According to Dr. Solomon, the hospital’s administration promised to inform her once in receipt of the letter but that was never done.

It was not until January 2022, that Dr. Solomon was informed GPHC had the placement letter since September 2021, and had indicated to the Health Ministry in November that she had not showed up for work. Dr. Solomon questioned why the Health Ministry waited until January to inform her of GPHC’s complaint, maintaining that it was no fault of hers. By February, 2022 her salary was blocked.

Dr. Solomon was keen on pointing out that in November, 2021 she became critical of Government following the announcement that public servants would get a 7% increase.

“…I made a comment saying all these uneducated government ministers should shut their mouth and allow educated public servants to express themselves about the 7%,” the doctor recalled. Dr. Solomon said though she was appointed to serve a second term on the Pesticide and Toxic Chemical Control Board in October 2021, by the end of November, she was “kicked off” the Board.

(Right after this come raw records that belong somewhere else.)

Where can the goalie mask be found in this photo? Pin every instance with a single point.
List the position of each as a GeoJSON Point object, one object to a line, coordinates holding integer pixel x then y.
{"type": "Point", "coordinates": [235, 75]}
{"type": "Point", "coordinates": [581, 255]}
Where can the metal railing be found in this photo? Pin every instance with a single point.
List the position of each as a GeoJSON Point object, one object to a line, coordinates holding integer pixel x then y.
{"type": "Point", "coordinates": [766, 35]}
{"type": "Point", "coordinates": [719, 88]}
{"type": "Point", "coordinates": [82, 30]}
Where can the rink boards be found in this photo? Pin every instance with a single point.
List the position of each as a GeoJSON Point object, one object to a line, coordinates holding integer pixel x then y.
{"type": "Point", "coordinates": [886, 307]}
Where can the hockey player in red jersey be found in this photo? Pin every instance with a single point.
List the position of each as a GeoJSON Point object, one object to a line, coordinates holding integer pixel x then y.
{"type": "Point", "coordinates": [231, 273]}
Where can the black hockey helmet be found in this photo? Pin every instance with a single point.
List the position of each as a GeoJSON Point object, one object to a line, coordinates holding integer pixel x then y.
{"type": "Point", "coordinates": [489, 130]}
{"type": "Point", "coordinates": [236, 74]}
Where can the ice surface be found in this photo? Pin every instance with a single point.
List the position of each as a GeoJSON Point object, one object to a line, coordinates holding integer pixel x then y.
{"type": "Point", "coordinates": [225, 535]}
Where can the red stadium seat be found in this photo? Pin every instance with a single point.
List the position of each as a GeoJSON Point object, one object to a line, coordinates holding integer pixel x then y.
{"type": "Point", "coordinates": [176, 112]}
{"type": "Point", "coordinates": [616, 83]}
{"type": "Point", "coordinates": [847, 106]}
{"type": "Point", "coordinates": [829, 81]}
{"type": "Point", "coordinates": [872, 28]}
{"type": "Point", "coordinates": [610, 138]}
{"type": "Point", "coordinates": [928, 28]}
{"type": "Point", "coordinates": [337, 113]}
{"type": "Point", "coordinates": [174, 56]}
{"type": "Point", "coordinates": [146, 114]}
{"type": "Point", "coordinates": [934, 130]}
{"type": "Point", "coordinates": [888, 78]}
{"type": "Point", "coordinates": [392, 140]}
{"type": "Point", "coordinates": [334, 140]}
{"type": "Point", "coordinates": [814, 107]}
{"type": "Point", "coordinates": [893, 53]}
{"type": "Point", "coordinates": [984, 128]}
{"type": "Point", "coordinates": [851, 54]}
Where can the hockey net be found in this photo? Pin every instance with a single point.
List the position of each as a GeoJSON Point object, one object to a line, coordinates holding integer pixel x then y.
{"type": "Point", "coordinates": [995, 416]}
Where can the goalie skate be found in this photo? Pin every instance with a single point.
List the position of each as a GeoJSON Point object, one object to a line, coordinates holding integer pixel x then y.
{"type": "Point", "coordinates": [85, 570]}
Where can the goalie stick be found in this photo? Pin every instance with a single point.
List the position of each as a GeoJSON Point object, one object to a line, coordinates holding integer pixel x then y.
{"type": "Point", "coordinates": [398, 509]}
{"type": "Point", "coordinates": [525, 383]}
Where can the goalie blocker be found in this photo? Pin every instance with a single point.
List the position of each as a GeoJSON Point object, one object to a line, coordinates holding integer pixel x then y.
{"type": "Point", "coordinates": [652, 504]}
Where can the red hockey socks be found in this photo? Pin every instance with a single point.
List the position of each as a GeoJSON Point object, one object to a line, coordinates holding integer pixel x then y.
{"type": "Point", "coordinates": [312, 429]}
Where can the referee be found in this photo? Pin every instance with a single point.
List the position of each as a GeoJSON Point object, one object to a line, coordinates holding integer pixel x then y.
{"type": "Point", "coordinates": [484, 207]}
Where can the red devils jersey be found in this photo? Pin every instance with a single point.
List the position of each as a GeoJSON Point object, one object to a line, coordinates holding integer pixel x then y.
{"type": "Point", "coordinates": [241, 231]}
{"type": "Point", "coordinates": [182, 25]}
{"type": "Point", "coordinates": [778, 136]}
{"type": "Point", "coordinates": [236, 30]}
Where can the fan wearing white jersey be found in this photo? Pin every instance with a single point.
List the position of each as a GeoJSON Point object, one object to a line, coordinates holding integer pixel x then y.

Dr. Solomon said despite of the many challenges, she opted to pursue International Relations at the University of the West Indies, St. Augustine Campus in September 2021 with the hope that 2021 would have been the end of her contractual agreement with the Government, however, much to her surprise she was inform that she has two months outstanding, and as such cannot receive her full registration to practice medicine nor her release letter. According to her, there is no movement to provide her with the release letter, which would allow her to travel beyond the shores of Guyana. “I need my release letter so I can migrate out of Guyana and flee the government because the government is the one targeting me,” Dr. Solomon said while noting that she is suffering from depression due to the ongoing dispute. Dr. Solomon has not only written a number of senior government officials on the matter but also the Prime Minister of Barbados, Mia Mottley seeking help.